I am the programme co-ordinator for THRiVE-2 in Cambridge, UK. I match THRiVE-2 fellows to mentors at the University of Cambridge/Wellcome Trust Sanger Institute and provide whatever support is required to the THRiVE secretariat and to fellows coming to Cambridge to support the THRiVE programme and research capacity building.  This accounts for half of my post, the other half is a similar role as the Cambridge co-ordinator for MUII-plus, which is based in Uganda.

My background is in public health, health promotion, genomics and translational research. I have also worked at the regional health authority level on the strategic development of health services, in particular primary health care and in the department of psychiatry at the University of Manchester as a research associate. I have a B.Sc. in pyschology and a M.Sc. in health promotion. 

Prior to working with Cambridge-Africa, I worked for 10 years at the PHG Foundation (public health genomics) in Cambridge which focuses on translating biomedical science and in particular genomics into health care to maximise health gain.  As part of this work, I was involved in developing a Toolkit for use in low and middle income countries on developing services in relation to congenital disorders.

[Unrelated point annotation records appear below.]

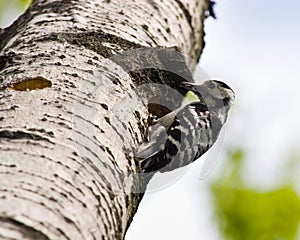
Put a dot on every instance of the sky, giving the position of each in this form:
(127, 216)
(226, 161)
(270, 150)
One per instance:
(253, 46)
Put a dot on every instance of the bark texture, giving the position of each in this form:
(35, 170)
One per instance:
(70, 115)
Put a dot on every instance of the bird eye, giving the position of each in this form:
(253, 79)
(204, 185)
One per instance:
(211, 85)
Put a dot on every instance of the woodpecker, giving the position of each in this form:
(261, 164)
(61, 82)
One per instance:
(183, 135)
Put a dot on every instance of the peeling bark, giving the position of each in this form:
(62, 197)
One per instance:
(71, 115)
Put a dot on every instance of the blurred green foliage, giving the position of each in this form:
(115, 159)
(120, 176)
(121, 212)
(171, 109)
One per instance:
(245, 213)
(9, 10)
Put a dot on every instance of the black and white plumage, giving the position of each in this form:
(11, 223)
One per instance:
(186, 133)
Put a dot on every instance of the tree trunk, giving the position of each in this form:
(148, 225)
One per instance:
(70, 114)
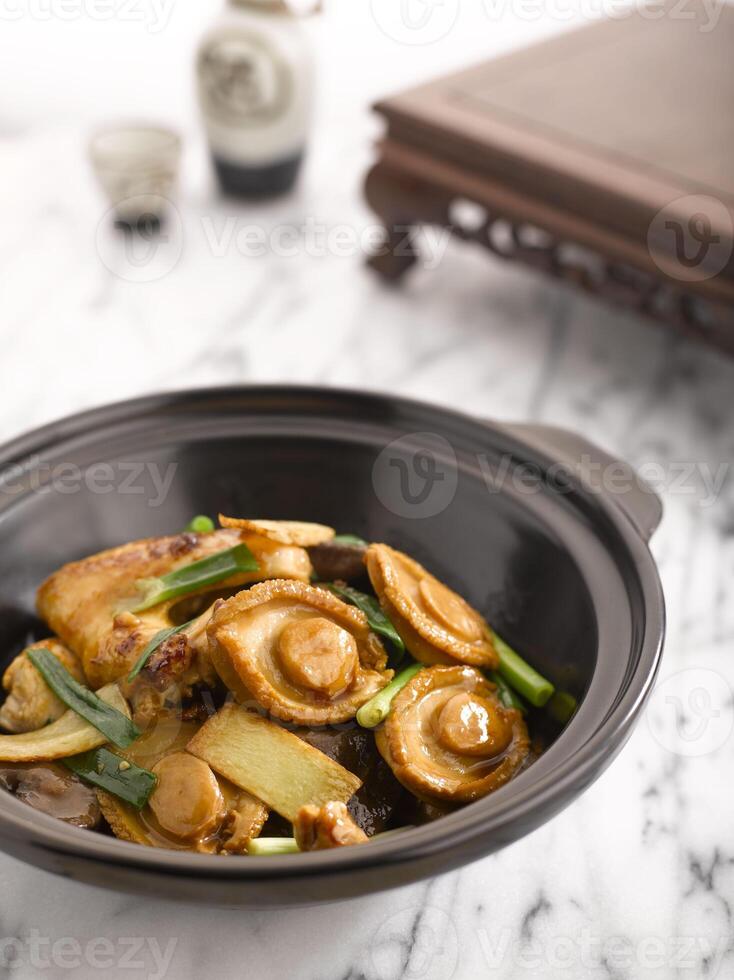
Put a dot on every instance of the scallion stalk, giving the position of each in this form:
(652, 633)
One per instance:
(376, 710)
(270, 846)
(106, 719)
(508, 697)
(201, 524)
(199, 575)
(521, 676)
(123, 779)
(378, 621)
(349, 540)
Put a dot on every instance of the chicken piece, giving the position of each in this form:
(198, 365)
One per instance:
(80, 601)
(31, 704)
(321, 828)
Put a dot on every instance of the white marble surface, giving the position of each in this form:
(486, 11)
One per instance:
(636, 880)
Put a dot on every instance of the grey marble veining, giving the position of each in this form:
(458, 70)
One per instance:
(636, 880)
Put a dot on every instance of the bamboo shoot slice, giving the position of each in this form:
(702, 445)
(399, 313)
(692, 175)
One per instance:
(70, 735)
(270, 762)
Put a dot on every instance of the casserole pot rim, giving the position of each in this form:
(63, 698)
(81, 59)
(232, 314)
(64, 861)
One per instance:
(576, 770)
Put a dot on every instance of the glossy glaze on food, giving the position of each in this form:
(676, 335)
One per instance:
(274, 708)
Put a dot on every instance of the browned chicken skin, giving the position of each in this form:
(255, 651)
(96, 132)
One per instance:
(81, 600)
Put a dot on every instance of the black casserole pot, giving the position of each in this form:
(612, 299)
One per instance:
(538, 529)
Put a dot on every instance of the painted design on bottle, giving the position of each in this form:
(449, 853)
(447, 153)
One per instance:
(244, 82)
(255, 72)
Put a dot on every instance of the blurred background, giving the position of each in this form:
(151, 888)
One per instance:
(88, 316)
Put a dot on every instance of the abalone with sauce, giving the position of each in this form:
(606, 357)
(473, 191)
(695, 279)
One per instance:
(449, 737)
(298, 651)
(437, 625)
(222, 691)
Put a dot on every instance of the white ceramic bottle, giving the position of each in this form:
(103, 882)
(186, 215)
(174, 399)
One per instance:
(256, 77)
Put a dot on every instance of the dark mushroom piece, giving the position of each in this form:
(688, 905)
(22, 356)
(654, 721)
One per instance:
(53, 790)
(322, 828)
(336, 562)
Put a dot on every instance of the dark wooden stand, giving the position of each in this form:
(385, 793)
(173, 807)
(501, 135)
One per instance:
(549, 186)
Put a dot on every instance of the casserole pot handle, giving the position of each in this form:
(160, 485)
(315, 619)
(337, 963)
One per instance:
(613, 478)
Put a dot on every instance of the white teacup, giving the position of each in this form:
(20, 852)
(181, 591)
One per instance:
(137, 167)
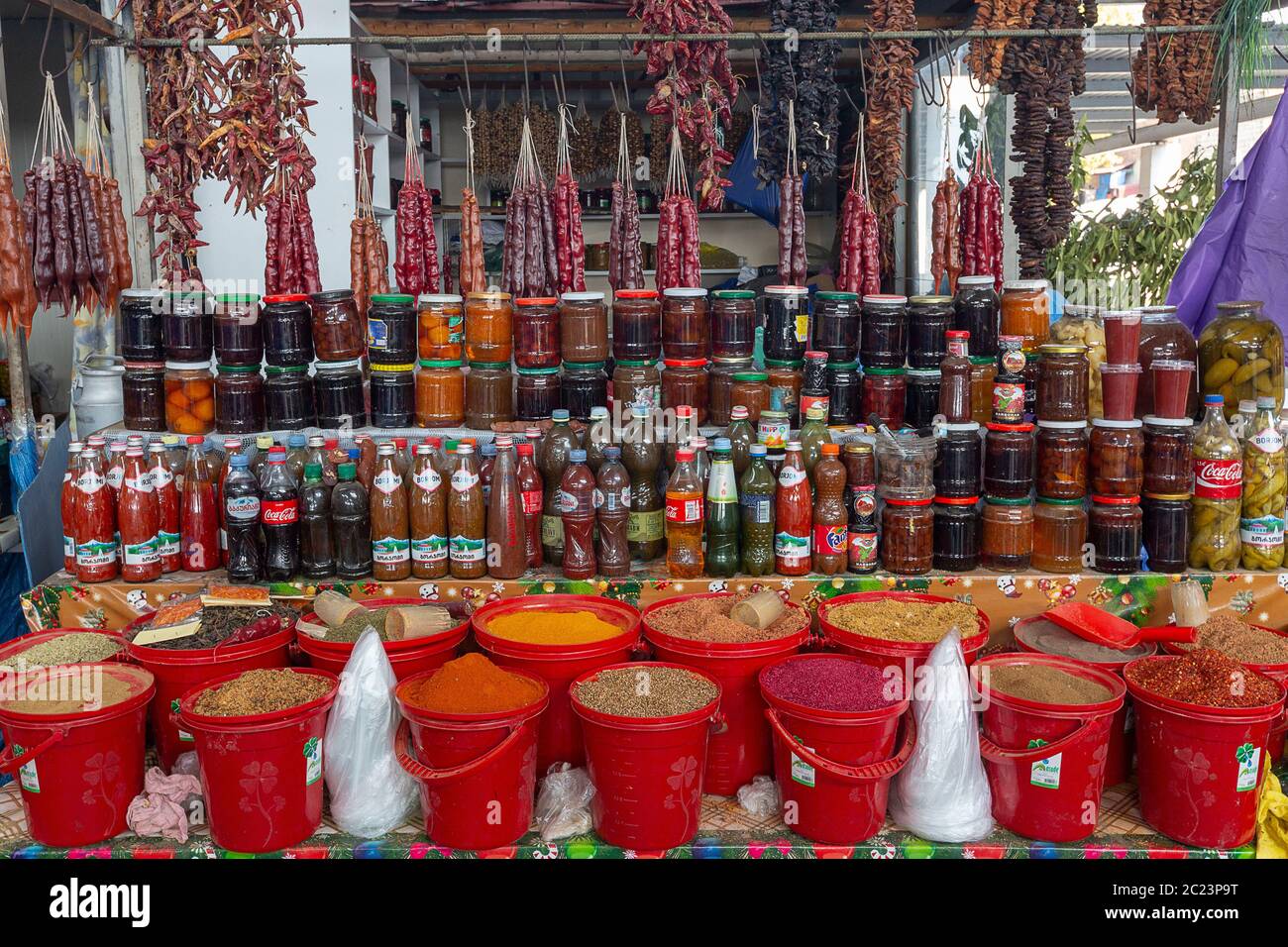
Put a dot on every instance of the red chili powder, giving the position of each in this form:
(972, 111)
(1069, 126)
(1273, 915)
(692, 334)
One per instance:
(831, 684)
(1205, 677)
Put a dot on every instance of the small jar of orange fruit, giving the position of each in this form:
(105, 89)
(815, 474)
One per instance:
(189, 397)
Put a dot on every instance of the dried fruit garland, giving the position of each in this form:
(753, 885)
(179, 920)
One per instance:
(696, 85)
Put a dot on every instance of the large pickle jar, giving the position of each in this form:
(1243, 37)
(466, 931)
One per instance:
(1241, 356)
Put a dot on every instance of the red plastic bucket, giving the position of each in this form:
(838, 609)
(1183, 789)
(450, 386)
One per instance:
(743, 749)
(77, 772)
(1199, 768)
(648, 772)
(1122, 732)
(1046, 762)
(477, 772)
(559, 731)
(411, 656)
(879, 652)
(833, 767)
(262, 774)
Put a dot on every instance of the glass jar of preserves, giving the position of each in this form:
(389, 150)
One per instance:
(957, 534)
(439, 326)
(187, 326)
(239, 399)
(977, 309)
(1009, 460)
(751, 390)
(539, 392)
(1166, 531)
(489, 328)
(1059, 534)
(142, 334)
(1241, 356)
(1116, 526)
(907, 538)
(287, 329)
(786, 322)
(1026, 311)
(537, 342)
(587, 386)
(1168, 455)
(1117, 458)
(439, 393)
(957, 460)
(884, 339)
(845, 393)
(488, 394)
(885, 394)
(1061, 382)
(391, 329)
(636, 325)
(684, 381)
(143, 395)
(1008, 534)
(189, 397)
(928, 317)
(338, 333)
(338, 390)
(393, 394)
(1061, 449)
(733, 324)
(686, 322)
(288, 403)
(836, 325)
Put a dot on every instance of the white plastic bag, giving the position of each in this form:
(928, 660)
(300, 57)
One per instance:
(941, 793)
(370, 791)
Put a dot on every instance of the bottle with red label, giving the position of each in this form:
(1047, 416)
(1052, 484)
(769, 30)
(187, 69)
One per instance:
(1218, 491)
(793, 515)
(829, 514)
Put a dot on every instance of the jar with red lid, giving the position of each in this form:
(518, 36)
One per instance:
(1116, 534)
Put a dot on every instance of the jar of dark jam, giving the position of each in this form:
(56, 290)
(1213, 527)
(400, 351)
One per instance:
(143, 395)
(1166, 531)
(142, 334)
(536, 333)
(636, 325)
(733, 324)
(686, 322)
(393, 394)
(288, 402)
(1009, 460)
(537, 393)
(844, 393)
(928, 317)
(1116, 531)
(978, 309)
(287, 329)
(957, 534)
(836, 325)
(587, 386)
(957, 462)
(885, 394)
(786, 322)
(187, 326)
(338, 388)
(239, 399)
(885, 331)
(391, 329)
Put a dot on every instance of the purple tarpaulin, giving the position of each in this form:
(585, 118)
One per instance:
(1241, 249)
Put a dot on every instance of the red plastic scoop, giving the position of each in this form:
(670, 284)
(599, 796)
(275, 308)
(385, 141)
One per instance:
(1098, 625)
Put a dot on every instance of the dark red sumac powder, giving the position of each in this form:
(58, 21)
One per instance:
(829, 684)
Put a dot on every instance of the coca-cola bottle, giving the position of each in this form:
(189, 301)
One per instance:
(279, 515)
(241, 518)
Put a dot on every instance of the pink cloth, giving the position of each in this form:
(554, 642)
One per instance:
(159, 809)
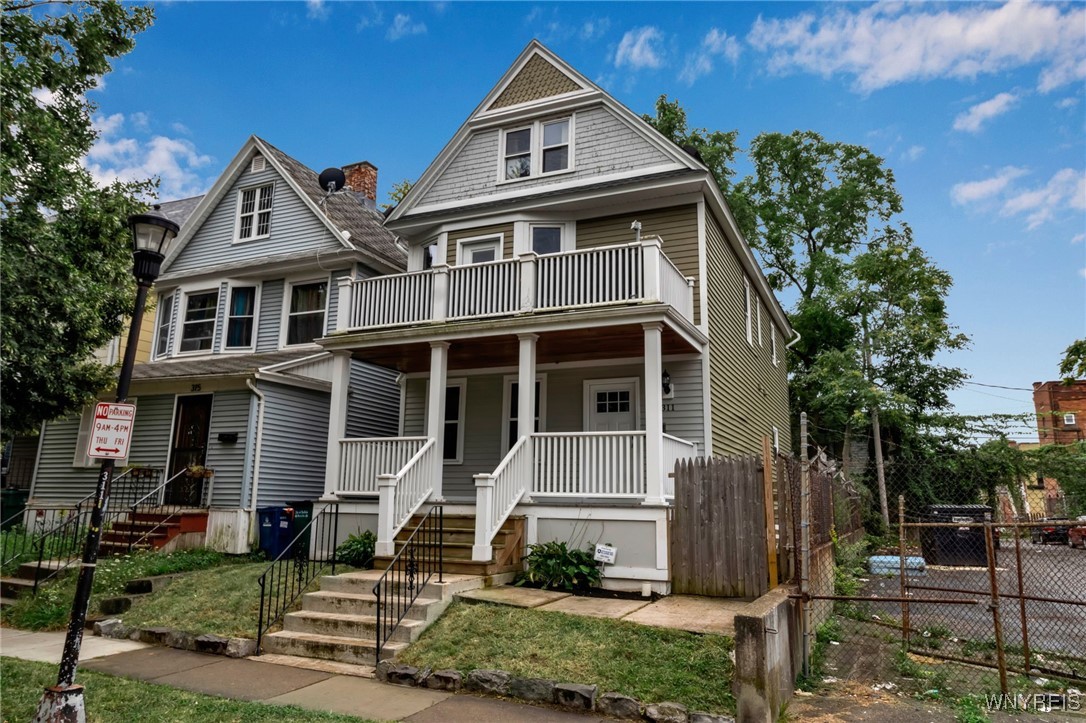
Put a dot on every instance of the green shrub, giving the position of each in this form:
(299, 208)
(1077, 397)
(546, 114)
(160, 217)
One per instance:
(554, 566)
(357, 550)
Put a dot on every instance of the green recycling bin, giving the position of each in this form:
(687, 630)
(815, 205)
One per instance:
(303, 516)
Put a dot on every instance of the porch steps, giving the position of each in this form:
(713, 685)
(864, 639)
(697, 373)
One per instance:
(339, 621)
(457, 540)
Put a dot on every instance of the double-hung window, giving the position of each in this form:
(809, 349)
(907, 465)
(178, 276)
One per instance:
(164, 325)
(545, 147)
(198, 327)
(254, 212)
(305, 318)
(240, 318)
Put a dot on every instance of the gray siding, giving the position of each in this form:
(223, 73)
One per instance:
(58, 481)
(293, 228)
(603, 146)
(292, 452)
(565, 413)
(270, 321)
(374, 404)
(748, 394)
(229, 414)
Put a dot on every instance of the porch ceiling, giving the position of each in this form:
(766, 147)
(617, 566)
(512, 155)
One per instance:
(555, 346)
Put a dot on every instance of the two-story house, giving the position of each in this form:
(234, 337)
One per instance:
(579, 312)
(232, 405)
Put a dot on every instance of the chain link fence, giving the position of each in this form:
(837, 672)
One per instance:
(973, 591)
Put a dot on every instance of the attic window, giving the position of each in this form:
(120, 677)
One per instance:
(254, 212)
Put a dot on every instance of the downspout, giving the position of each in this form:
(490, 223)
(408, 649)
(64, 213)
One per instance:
(256, 457)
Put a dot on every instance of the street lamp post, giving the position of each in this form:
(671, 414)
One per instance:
(152, 233)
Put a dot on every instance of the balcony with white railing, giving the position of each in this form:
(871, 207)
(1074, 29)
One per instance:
(531, 283)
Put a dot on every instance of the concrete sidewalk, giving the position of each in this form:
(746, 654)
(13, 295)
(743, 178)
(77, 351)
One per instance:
(254, 680)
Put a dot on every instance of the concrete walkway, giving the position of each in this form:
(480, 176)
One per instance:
(254, 680)
(690, 612)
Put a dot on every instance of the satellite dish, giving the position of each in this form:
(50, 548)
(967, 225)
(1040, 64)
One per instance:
(331, 179)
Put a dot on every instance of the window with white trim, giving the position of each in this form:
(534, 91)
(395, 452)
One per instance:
(164, 324)
(84, 438)
(479, 250)
(746, 311)
(510, 405)
(254, 212)
(240, 318)
(772, 342)
(453, 429)
(198, 325)
(305, 314)
(543, 148)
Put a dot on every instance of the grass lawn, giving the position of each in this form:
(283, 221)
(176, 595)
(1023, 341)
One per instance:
(109, 699)
(649, 663)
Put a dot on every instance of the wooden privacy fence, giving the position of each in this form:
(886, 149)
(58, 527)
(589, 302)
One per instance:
(719, 537)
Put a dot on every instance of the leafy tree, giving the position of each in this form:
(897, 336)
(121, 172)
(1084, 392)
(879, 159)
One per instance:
(65, 268)
(1073, 365)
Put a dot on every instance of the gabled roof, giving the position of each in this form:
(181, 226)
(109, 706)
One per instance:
(495, 110)
(351, 223)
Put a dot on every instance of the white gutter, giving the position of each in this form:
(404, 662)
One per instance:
(256, 458)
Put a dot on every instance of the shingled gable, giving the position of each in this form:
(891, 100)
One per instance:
(538, 83)
(350, 222)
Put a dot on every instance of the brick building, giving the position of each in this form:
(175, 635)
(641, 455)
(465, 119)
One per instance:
(1061, 411)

I started my career working in Manchester in health promotion and my remit was to particularly work with the BME (Black and Minority Ethnic) communities in Central Manchester. After working at the grassroots level for a number of years I wanted to work at  a more strategic level to develop responsive health care systems and worked at the Regional Health Authority as a Team Leader for Primary Care Services.   After a number of years, including working and living in Italy where I have family ties, I worked in research on mental health risk assessment at the University of Manchester. This was my first involvement in translational research and I produced guidance to support those working with mentally ill people  to assess whether their clients were a risk to others and themselves. My translational research interests were further developed at the PHG Foundation, a public health charitable foundation, where I focused on developing health services that are responsive to advances in biomedical knowledge particularly around genomics.